Poder e Governo

Dez anos depois, apenas duas das 29 recomendações da Comissão Nacional da Verdade foram cumpridas integralmente

Relatório do Instituto Vladimir Herzog aponta que 11 sugestões do colegiado foram resolvidas parcialmente e 16 não avançaram

Agência O Globo - 20/11/2025
Dez anos depois, apenas duas das 29 recomendações da Comissão Nacional da Verdade foram cumpridas integralmente

Dez anos após a conclusão dos trabalhos da Comissão Nacional da Verdade (CNV), apenas duas das 29 recomendações gerais do colegiado foram integralmente cumpridas pelo Estado brasileiro, segundo relatório do Instituto Vladimir Herzog, que será publicado no próximo dia 25. O documento revela ainda que 11 recomendações foram atendidas parcialmente, enquanto 16 permanecem sem qualquer avanço.

O levantamento, antecipado pelo jornal O Globo, reconhece avanços pontuais, como a retificação da causa da morte nos atestados de óbito das vítimas do regime militar e o apoio ao funcionamento de órgãos de proteção e promoção dos direitos humanos. No entanto, o cenário pouco mudou em relação ao primeiro monitoramento, divulgado há dois anos, e 18 medidas seguem estagnadas desde então.

Em nota, o Ministério dos Direitos Humanos e Cidadania (MDHC) afirmou que houve uma “mudança significativa no cenário” desde o relatório anterior, elaborado antes da atual gestão. A pasta destacou iniciativas sob sua responsabilidade, como a criação de memoriais — 50 locais já foram identificados, com previsão de chegar a 300. Segundo o MDHC, “recomendações que estavam paralisadas ou sem acompanhamento passaram a ter execução efetiva, integrando uma agenda estruturada de memória, verdade e reparação”.
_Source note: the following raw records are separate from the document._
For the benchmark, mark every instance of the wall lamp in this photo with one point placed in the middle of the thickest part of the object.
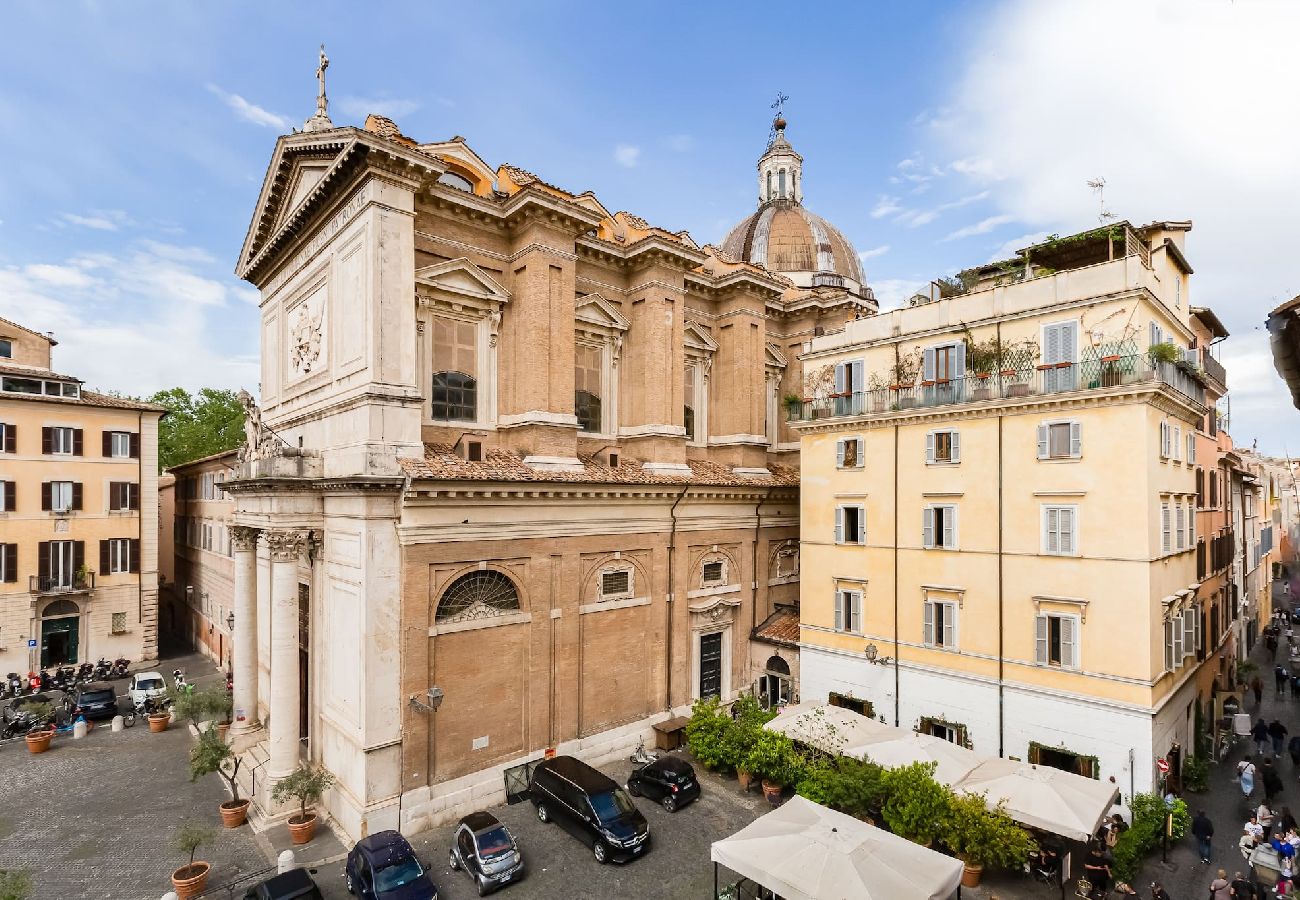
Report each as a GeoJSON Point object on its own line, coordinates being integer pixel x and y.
{"type": "Point", "coordinates": [875, 658]}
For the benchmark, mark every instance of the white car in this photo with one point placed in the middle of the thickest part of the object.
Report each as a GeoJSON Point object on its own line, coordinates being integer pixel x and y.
{"type": "Point", "coordinates": [147, 686]}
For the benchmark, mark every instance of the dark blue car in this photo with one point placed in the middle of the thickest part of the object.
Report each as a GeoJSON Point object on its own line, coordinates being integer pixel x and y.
{"type": "Point", "coordinates": [382, 866]}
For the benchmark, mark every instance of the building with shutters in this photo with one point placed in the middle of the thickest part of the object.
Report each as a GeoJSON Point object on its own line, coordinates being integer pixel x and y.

Um dos pontos mais sensíveis é o reconhecimento da responsabilidade institucional das Forças Armadas pelos abusos cometidos durante a ditadura. Apesar disso, em setores militares, o aniversário do golpe de 31 de março ainda é celebrado. Essa prática ganhou respaldo institucional durante o governo do ex-presidente Jair Bolsonaro e, segundo o relatório, persiste, mesmo que de forma velada ou em clubes de reservistas. O governo Lula chegou a ameaçar punir militares da ativa que aderissem a essas comemorações, mas também optou por não realizar um ato crítico em 2024, quando se completaram 60 anos do golpe, para evitar atritos com as Forças Armadas.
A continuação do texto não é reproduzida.